On Thursday, in response to President Barack Obama’s promise to reform gun laws after Sandy Hook, Sen. Feinstein and a group of Democratic lawmakers introduced a bill that would limit ammunition clips to 10 rounds and prohibit the sale and manufacture of 150 types of semiautomatic weapons with “military-style” features.
Feinstein proposed that people who already own such weapons would be required to secure them and use safety devices, while banning them from reselling any associated high-capacity clips.
“No weapon is taken from anyone,” said Feinstein, as reported by The Hill. “The purpose is to dry up the supply of these weapons over time. We must balance the desire of a few to own military-style assault weapons with the growing threat to lives across America.”
According to The Hill, Feinstein and her group introduced the bill at a press conference with law-enforcement groups that support the legislation. Groups endorsing the bill include the US Conference of Mayors, the Major Cities Chiefs Association, the Police Foundation and the International Association of Campus Law Enforcement Administrators.
Feinstein, who also sponsored the 1994 ban, acknowledged the bill would face stiff opposition in Congress, since the white-hot issue has been the subject of heated discussions since Sandy Hook prompted the president to take action.
Vice President Joe Biden spent a week meeting with industry leaders, including the National Rifle Association, video-game makers and leaders in the movie industry before offering a list of proposals to President Obama.
“Getting this bill signed into law will be an uphill battle, and I recognize that—but it’s a battle worth having,” Feinstein said Thursday. “We must balance the desire of a few to own military-style assault weapons with the growing threat to lives across America.”
The ban includes a grandfather clause to exempt current lawfully owned assault weapons. But any sale of such weapons would require a background check.
The NRA was quick to respond and bash the effort, issuing a statement indicating they will lobby to block passage of the ban. The NRA has been radically instrumental in ginning up protest against what they characterize as an assault on the Second Amendment.
“Sen. Feinstein has been trying to ban guns from law-abiding citizens for decades,” said NRA’s David Keene in a statement. “It's disappointing but not surprising that she is once again focused on curtailing the Constitution instead of prosecuting criminals or fixing our broken mental health system. The American people know gun bans do not work and we are confident Congress will reject Senator Feinstein's wrong-headed approach.”
Nonetheless, Obama made it clear that his aim was not to take guns away from lawful owners, sportsmen or hunters and he reaffirmed his support of the Second Amendment in his address to the country after Sandy Hook.
The law is designed to evade loopholes that were present in the 1994 ban, but Feinstein emphasized that her bill will not impact hunting and sports rifles.

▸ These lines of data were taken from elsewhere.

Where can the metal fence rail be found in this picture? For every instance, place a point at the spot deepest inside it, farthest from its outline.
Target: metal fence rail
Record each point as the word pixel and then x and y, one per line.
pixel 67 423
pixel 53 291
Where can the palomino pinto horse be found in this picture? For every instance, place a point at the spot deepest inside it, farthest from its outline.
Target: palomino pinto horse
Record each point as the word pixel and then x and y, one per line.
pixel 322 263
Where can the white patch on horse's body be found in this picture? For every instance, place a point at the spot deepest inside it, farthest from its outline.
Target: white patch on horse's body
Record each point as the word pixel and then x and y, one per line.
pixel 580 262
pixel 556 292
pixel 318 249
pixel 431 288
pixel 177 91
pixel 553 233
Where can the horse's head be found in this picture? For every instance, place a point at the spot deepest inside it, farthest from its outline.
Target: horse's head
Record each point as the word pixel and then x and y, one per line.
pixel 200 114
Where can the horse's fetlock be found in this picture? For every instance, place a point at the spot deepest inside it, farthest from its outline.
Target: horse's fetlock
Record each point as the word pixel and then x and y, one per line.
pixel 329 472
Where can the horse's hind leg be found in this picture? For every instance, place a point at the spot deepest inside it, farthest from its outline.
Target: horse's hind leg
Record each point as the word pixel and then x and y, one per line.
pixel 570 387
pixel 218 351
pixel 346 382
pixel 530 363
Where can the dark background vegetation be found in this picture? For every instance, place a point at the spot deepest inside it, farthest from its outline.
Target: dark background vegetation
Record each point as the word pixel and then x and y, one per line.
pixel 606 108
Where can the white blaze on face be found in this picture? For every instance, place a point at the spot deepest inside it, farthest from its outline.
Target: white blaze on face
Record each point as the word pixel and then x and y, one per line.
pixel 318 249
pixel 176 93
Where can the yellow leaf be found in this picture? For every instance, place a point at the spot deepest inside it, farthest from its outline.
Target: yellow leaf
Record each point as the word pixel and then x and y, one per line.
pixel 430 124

White House spokesman, Jay Carney told reporters Thursday it will be difficult to win congressional passage for some of the president’s proposals on gun control but that "doesn't mean that we should not work aggressively to achieve them. There's broad public support for taking action."
Feinstein’s bill has no Republican support and some Democrats have been loath to enter the uphill battle against a mountain of NRA propaganda that asserts any attempt to limit assault weapons is an attack on the Second Amendment.